The sea breeze arrived early (11 AM), capping LAX at 77°F—two degrees short of the payout. With onshore winds now blowing at 12 knots, the high is likely set.
Market
80c
Our Estimate
90-99c
Edge
+15c
Bull Case
The only path to a YES resolution is if the 10:53 AM observation of 77°F (25°C) was not the true daily maximum, and a brief spike to 79°F occurred between observations or is yet to occur. Yesterday (Feb 28) reached 79°F, demonstrating that the air mass is capable of supporting temperatures above the strike price. If the sea breeze (currently 250° at 12kt) temporarily weakens or shifts offshore in the late afternoon—a phenomenon known as a 'late-day pop'—temperatures could surge 2-3°F quickly.
Additionally, the Robinhood market for '>72°F' is trading at 67 cents, which implies some uncertainty about the high temperature, potentially suggesting that the 77°F reading is not yet viewed as 'locked in' by all participants. If the official NWS climate report adjusts the raw METAR data upward (e.g., if the 5-minute ASOS data captured a 79°F spike that the hourly METAR missed), the market could resolve YES unexpectedly.
Bear Case
The meteorological setup strongly favors NO. A METAR observation at 10:53 AM PST (18:53 UTC) reported 77°F (25°C) with winds shifting to the west-southwest (250°) at 7 knots. By 12:53 PM PST, winds had strengthened to 12 knots from the west, a classic sea breeze signature that typically caps or lowers temperatures at coastal locations like LAX for the remainder of the day.
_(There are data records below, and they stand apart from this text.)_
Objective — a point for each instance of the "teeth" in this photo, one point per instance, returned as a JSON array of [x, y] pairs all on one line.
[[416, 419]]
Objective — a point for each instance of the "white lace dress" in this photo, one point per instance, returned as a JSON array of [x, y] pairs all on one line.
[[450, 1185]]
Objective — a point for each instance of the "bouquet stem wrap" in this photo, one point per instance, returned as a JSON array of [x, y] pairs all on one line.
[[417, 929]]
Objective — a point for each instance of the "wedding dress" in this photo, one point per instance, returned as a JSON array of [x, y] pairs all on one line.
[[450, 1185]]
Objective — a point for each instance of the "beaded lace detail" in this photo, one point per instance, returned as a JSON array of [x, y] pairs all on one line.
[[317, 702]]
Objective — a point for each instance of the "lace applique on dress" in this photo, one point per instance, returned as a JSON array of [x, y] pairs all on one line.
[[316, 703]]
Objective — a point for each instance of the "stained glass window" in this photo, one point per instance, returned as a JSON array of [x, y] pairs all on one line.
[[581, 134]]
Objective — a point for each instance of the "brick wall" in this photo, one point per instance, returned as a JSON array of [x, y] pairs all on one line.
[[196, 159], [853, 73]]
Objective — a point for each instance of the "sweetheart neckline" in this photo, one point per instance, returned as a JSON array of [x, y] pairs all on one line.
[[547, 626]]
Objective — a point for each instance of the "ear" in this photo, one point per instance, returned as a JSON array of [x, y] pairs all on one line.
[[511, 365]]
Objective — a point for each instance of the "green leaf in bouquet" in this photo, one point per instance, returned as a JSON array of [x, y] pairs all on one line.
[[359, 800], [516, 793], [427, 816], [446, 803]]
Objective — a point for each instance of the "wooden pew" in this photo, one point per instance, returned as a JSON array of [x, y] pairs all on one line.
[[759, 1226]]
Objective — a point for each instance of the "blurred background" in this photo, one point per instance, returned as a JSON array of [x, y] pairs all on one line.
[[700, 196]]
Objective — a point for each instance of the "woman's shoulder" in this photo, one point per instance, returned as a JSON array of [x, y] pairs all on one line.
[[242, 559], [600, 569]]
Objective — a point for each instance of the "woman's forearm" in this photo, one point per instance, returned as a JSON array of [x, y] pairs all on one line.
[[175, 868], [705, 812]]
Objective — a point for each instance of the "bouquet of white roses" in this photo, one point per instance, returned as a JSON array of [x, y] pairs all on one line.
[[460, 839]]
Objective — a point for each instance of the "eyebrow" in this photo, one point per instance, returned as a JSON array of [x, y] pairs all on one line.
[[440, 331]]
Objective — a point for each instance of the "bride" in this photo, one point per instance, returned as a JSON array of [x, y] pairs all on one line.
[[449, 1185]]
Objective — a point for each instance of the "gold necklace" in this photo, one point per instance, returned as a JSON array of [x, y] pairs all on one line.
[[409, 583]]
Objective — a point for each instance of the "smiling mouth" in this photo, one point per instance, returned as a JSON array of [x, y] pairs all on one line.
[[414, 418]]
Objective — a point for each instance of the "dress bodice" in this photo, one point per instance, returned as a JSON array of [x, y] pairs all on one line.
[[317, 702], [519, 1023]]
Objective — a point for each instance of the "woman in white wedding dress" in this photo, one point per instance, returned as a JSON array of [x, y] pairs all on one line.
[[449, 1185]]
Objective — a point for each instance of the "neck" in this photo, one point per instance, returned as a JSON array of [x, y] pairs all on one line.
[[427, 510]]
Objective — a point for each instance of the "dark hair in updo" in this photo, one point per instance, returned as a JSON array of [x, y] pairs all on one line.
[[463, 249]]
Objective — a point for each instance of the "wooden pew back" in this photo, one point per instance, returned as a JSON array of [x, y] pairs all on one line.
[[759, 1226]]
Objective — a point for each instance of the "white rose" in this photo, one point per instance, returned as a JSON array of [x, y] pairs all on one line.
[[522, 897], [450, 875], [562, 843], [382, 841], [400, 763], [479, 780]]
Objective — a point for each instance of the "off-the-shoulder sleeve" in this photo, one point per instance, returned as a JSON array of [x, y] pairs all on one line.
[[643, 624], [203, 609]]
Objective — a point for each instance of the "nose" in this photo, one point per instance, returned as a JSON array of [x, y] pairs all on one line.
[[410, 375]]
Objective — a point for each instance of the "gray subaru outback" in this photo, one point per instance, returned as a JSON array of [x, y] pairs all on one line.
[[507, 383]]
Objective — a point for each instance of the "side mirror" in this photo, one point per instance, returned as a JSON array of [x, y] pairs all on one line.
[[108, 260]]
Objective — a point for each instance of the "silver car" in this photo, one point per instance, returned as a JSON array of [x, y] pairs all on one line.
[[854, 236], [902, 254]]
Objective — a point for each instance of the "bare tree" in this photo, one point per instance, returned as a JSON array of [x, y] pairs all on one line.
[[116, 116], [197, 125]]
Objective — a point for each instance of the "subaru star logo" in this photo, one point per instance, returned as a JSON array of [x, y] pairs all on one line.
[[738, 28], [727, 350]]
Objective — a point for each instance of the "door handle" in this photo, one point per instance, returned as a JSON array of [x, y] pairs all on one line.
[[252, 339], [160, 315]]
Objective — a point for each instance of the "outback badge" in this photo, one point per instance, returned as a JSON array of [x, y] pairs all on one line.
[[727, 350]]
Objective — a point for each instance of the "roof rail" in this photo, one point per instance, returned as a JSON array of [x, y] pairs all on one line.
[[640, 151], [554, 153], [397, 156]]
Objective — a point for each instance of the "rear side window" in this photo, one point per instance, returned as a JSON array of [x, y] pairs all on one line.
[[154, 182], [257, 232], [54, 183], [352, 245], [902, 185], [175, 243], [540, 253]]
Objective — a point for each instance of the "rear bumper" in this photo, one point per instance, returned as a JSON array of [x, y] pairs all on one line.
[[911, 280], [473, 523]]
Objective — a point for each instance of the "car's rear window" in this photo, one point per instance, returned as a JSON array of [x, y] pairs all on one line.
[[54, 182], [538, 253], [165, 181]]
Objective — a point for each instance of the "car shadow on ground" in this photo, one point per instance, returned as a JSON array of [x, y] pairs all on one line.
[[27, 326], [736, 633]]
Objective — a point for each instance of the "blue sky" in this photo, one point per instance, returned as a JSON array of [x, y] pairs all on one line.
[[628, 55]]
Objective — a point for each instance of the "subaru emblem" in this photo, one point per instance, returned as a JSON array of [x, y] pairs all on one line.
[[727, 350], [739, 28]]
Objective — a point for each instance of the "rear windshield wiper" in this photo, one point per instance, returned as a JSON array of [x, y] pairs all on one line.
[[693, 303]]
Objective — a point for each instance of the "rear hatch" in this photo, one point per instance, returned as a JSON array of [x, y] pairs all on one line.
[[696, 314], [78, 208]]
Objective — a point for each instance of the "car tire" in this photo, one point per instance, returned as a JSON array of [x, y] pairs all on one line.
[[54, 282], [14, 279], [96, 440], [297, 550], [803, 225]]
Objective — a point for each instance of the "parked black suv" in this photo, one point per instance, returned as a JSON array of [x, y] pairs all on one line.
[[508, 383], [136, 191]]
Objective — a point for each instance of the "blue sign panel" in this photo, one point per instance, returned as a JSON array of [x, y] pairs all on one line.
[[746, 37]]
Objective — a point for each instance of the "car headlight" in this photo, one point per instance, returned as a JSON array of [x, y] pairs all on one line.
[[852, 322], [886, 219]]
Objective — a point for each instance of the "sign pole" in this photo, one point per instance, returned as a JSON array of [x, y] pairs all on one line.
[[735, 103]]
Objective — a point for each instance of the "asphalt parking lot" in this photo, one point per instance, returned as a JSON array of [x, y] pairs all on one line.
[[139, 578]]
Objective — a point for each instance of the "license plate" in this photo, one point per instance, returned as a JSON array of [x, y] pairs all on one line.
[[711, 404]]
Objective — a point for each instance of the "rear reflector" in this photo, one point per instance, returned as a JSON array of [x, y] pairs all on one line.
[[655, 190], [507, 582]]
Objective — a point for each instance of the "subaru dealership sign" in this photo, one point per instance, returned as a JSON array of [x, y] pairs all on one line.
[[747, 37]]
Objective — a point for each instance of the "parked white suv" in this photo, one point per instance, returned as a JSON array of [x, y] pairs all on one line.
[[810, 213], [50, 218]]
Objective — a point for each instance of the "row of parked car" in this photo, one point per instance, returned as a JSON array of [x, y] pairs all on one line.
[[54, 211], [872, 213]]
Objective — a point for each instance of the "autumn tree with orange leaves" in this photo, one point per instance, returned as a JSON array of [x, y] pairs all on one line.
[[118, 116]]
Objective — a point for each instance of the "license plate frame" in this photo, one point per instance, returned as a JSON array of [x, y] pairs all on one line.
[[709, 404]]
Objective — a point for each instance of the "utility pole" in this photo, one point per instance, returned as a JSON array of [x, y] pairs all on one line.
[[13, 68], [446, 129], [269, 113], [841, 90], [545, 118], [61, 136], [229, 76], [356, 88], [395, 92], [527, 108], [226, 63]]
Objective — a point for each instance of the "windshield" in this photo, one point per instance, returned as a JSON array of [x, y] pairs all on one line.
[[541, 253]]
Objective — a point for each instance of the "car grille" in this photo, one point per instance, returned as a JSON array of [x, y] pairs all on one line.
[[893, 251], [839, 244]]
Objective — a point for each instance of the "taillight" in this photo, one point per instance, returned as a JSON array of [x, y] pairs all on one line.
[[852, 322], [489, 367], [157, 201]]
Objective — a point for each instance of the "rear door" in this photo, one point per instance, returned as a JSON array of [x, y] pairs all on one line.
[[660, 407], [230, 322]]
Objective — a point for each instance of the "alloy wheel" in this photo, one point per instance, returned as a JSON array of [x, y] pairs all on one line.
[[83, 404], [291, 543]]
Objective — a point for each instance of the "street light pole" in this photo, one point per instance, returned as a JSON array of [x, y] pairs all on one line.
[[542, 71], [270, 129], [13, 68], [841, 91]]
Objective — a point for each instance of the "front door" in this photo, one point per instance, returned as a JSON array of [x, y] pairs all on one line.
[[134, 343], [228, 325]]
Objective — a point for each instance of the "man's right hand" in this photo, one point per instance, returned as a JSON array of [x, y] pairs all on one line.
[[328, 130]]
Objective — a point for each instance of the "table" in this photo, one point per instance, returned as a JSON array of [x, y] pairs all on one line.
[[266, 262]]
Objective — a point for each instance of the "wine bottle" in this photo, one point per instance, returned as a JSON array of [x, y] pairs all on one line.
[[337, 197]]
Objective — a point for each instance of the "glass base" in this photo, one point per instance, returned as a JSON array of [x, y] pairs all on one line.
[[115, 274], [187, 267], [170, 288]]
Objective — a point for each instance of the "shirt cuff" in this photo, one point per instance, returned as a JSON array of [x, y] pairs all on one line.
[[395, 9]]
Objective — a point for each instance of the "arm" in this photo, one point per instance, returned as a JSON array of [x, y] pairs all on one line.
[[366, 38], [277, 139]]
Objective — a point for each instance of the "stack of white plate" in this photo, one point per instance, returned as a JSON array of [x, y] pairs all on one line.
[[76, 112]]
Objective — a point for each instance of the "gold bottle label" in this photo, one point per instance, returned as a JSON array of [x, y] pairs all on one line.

Current indications suggest the temperature has already dropped to 68-71°F as of 2:00 PM PST.
Furthermore, the resolution rule requires the high to be *greater than* 78°F (i.e., 79°F or higher). The maximum observed so far is 77°F. METAR rounding rules dictate that a report of 25°C corresponds to a temperature strictly below 77.9°F (since 25.5°C rounds up to 26°C). Thus, the temperature has likely not even touched 78.0°F, let alone the 79°F required for a payout. With the sun angle decreasing and the marine layer influence growing, a late-day rally of +2°F against the wind is meteorologically improbable.
What Could Go Wrong
IF the sea breeze was weaker than reported or the sensor is located in a microclimate that shielded it from the initial onshore flow, THEN the temperature could have spiked to 79°F between the hourly observations (e.g., at 11:30 AM).
IF the NWS Climatological Report undergoes a quality control adjustment that revises the 25°C reading upward to 26°C (79°F) based on 1-minute sensor data not visible in standard METARs, THEN the market would resolve YES despite the hourly data suggesting otherwise.